There is level 5 evidence (clinical consensus) (Consortium for Spinal Cord Medicine 2001; Braddom & Rocco 1991), but no clinical studies which support the use of nitrates in the acute management of AD in SCI.

There is level 4 evidence (from one pre-post study) (Esmail et al. 2002) for the use of captopril in the acute management of AD in SCI.

There is level 4 evidence (from 3 pre-post studies) (Vaidyanathan et al. 1998; Swierzewski et al. 1994; Chancellor et al. 1994) that regular use of Terazosin may have positive effects on incontinence and AD.

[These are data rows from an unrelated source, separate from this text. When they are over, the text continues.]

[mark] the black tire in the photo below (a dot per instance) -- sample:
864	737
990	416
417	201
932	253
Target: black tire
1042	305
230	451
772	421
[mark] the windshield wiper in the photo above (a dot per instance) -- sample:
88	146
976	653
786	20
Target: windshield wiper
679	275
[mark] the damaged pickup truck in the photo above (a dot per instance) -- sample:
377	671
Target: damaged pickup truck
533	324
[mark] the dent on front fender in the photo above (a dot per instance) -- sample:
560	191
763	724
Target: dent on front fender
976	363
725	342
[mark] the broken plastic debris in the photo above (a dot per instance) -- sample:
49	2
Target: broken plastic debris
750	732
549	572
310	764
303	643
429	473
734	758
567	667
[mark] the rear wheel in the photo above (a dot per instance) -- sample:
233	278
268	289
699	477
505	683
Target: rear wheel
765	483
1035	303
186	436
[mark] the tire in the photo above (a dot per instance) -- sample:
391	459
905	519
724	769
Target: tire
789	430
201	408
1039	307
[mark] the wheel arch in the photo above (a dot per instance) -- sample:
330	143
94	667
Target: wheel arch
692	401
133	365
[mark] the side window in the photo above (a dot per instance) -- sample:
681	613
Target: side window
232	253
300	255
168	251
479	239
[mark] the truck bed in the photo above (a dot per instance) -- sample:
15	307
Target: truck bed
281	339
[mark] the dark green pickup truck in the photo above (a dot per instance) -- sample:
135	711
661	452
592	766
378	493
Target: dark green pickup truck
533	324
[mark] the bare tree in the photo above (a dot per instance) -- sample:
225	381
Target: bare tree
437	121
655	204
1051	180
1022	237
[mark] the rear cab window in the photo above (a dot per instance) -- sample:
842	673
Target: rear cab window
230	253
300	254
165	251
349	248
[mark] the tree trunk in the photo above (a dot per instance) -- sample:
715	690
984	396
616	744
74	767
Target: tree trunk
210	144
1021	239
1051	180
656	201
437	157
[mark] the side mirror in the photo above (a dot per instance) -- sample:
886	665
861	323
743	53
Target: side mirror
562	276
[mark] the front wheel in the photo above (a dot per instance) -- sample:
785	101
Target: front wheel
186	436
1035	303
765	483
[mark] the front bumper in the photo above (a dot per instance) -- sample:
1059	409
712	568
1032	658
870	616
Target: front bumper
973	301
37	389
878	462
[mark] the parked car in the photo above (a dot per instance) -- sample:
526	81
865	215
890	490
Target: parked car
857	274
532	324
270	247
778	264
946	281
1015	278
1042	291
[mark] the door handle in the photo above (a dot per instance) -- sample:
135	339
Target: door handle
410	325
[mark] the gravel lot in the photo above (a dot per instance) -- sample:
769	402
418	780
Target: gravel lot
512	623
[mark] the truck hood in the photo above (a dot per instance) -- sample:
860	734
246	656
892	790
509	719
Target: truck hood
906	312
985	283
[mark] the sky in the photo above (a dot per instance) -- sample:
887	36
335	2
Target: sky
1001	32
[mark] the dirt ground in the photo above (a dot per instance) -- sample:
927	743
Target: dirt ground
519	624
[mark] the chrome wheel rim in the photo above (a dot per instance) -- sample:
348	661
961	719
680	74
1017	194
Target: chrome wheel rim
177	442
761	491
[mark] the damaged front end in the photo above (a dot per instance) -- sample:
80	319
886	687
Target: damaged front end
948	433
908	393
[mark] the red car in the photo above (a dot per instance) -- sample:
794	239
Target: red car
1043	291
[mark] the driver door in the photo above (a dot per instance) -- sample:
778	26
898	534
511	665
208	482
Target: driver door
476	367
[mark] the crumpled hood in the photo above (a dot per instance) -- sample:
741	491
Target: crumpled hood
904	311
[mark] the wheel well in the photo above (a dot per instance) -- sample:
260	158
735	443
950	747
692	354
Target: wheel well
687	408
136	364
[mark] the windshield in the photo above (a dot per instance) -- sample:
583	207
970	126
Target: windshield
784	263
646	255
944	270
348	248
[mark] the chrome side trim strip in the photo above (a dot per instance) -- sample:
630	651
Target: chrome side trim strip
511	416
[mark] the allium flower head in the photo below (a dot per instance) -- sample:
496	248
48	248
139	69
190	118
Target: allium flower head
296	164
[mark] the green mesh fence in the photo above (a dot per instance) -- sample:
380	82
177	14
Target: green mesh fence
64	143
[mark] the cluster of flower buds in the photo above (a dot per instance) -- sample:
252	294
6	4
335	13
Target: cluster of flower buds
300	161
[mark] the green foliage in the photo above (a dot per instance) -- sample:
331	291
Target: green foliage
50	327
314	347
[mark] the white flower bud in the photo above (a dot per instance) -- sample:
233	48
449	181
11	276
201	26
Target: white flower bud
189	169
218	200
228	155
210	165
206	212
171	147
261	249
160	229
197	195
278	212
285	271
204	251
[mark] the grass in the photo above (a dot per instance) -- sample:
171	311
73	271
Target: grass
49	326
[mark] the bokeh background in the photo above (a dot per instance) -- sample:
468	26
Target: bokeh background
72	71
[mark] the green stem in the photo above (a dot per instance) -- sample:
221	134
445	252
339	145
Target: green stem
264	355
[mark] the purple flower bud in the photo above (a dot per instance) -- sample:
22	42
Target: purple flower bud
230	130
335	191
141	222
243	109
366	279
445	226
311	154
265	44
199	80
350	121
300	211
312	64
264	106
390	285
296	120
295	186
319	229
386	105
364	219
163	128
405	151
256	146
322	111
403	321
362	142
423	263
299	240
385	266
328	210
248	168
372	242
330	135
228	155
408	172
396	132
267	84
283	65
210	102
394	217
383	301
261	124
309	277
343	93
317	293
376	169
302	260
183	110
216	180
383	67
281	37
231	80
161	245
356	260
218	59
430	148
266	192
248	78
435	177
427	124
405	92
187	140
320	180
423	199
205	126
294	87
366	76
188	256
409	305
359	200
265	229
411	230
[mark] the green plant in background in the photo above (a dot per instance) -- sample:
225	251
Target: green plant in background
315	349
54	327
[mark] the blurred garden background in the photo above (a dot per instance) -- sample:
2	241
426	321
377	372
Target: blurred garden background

There is level 1 evidence (from one RCT) (Krum et al. 1992), that Prazosin is superior to placebo in the prophylactic management of AD.

There is level 4 evidence (from one pre-post study and one case series study)  for use of Phenoxybenzamine in the management of AD; however, the results are conflicting with no effects seen in one study (Lindan et al. 1985) and positive effects in another (McGuire et al. 1976).

There is level 2 evidence from a very small prospective controlled study (Frankel & Mathias 1980) which used subjects as their own controls which showed that the level of BP recorded during electrical ejaculation was substantially reduced with Prostaglandin E2.

There is level 2 evidence (from 1 RCT) (Sheel et al. 1995) that sildenafil citrate had no effect on changes in BP during episodes of AD initiated by penile vibrostimulation in men with SCI.